The entries in his great Thesaurus are sometimes vastly different from the word we want to replace and even the words with similar meanings can be quite different.

Take ‘mistake’ and ‘error’. In most dictionaries these words are given as synonyms: a mistake is an error and vice versa. But there are more than subtle differences.

The big distinction is that errors happen, as if by chance, but mistakes are made, usually because someone goofed. In other words it’s better that something was an error and not a mistake.

The words originally had different meanings. In Old Norse, ‘take’ meant to grasp something — so to make a mistake was to grasp the wrong end of the stick.

The Latin verb ‘errare’ meant to wander, and at one time ‘err’ was a wandering.

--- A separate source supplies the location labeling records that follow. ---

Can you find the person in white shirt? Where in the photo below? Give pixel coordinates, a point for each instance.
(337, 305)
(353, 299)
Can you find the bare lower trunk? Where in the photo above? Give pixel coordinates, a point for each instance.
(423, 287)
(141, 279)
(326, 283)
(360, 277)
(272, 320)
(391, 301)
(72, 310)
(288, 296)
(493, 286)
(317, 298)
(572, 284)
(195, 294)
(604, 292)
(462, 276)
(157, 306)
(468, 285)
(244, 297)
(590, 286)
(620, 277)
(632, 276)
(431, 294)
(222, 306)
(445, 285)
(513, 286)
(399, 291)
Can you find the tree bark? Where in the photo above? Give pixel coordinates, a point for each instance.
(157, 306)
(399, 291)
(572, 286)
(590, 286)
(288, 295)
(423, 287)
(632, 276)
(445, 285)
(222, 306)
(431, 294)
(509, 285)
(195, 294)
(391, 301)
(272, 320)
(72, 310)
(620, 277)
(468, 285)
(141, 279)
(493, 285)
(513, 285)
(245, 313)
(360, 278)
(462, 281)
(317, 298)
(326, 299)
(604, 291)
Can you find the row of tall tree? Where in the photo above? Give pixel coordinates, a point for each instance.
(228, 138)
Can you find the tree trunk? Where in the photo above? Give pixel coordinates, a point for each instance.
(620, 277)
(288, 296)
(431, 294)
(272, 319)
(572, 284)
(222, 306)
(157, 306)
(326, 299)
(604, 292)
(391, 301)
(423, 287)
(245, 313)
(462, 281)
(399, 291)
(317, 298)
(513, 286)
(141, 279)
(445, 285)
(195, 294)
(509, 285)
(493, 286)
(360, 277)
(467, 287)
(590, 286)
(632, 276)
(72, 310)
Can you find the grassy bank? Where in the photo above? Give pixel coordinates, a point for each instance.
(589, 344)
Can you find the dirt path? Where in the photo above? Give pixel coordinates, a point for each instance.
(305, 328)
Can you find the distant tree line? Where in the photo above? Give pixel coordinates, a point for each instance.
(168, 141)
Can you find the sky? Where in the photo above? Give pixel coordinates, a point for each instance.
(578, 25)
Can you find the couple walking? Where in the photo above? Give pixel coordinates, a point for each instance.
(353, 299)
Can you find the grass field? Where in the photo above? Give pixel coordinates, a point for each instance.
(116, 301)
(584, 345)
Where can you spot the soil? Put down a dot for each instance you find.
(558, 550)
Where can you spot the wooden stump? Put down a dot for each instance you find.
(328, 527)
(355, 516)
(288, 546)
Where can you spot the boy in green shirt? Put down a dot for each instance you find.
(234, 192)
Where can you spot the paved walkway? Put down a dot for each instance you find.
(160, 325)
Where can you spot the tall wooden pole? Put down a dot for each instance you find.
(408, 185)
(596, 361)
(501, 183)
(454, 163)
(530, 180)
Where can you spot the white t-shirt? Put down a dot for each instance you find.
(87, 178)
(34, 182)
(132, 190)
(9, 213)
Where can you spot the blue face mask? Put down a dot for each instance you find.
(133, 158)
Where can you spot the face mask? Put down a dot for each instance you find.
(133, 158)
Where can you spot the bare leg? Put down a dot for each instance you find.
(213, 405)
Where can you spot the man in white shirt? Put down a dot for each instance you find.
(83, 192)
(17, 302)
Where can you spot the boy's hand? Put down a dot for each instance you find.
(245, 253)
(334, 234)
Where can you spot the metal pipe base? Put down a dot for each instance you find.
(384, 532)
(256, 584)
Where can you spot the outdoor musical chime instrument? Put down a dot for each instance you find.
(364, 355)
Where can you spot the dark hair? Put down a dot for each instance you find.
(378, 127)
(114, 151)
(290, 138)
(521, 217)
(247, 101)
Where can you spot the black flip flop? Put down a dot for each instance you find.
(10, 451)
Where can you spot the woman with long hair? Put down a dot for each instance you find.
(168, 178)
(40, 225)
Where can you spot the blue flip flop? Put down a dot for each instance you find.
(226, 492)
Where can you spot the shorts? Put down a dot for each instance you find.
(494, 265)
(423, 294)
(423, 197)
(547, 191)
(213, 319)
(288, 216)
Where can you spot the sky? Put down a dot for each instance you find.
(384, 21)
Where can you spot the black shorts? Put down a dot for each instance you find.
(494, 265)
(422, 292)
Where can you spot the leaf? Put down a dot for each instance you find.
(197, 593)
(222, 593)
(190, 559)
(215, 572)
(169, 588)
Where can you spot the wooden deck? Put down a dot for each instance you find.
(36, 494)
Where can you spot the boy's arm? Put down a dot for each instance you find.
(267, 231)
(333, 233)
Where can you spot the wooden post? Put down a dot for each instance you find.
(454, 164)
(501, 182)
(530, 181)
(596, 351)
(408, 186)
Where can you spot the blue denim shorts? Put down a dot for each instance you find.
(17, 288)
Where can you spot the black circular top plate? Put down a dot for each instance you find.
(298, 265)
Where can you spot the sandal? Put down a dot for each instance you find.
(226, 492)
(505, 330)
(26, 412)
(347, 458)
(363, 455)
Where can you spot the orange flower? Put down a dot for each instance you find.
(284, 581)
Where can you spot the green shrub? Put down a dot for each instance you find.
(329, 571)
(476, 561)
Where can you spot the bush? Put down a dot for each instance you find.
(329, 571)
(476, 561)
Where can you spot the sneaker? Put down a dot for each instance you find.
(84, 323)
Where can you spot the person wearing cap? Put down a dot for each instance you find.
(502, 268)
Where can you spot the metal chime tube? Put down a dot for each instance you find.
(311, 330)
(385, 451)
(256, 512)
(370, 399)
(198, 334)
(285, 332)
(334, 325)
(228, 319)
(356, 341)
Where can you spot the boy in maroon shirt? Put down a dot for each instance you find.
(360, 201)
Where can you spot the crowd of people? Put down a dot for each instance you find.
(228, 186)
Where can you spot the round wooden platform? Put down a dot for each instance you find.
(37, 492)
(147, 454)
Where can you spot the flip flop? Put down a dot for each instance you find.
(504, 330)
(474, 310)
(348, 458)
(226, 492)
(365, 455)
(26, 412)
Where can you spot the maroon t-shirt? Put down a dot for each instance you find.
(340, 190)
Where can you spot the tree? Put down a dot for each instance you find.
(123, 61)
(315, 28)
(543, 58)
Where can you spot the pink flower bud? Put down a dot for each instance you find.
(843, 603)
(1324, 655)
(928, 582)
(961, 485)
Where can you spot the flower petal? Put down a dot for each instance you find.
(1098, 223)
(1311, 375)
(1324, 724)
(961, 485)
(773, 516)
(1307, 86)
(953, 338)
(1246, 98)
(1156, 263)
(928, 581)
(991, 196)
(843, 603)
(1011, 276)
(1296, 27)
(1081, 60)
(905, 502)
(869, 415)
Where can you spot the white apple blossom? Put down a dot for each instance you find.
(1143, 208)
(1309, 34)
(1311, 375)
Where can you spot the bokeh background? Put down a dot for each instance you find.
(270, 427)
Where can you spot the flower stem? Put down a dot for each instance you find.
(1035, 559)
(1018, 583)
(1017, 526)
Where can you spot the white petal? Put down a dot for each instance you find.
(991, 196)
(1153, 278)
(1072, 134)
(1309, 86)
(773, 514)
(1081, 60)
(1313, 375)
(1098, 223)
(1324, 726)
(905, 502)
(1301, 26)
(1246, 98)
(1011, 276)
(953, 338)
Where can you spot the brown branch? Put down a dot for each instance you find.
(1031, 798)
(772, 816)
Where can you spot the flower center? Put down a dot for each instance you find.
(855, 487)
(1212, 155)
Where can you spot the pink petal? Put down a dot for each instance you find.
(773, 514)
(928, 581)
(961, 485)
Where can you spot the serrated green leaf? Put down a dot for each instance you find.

Eventually ‘err’ came to mean wandering from doing the right thing.

So although most of us think of mistake and error as being synonyms, they are not. However, I’m sure every editor on The New Yorker is aware of the difference — and applies it strictly.

It’s always interesting to guess when a word was first used. Sometimes you get it more or less right, but you’ll be amazed at how often you are completely wrong.

The sport of baseball as we know it today is late 19th century and I thought the word came into use at about the same time. I was very wrong.

An entry in a 1755 diary written in Surrey describes a game called baseball. Historian Arthur Bryant’s book, The England of Charles II, lists some games played from 1660-1685: “Trap-ball, tip-cat, baseball, and other games were favoured by different towns and villages.”

Trap-ball and tip-cat were similar games, although one was played with a ball and the other with a piece of wood. In trap-ball the batsman was also the bowler. He placed the ball at one end of a shoe-shaped wooden device on a pivoted bar, struck the other end, and when the ball was in the air he hit it away — if he was fast and deft enough.

In tip-cat, the player struck a tapered piece of wood with the bat and when it jumped into the air he tried to hit it as far as he could.

Bat and ball games in the style of rounders or baseball were played in 14th century England and probably as early as the 11th century.

But when was American baseball as we know it today first played? According to the Baseball Hall of Fame in Cooperstown, New York, it evolved over centuries and there is no record of a definite date and place where it began.

The first verifiable use of the word baseball in America was in 1744 when John Newbury included it in A Pretty Little Pocket-Book, which contains a piece of doggerel entitled Base-ball.

The earliest use of baseball in an English novel was in Jane Austen’s Northanger Abbey, which she started to write in 1797.

The first published rules of baseball didn’t appear until 1845 when they were written for a Manhattan club called The Knickerbockers.

Its author, Alexander John Cartwright, became known as the father of baseball. Congress in 1953 officially credited Cartwright with inventing the modern game of baseball.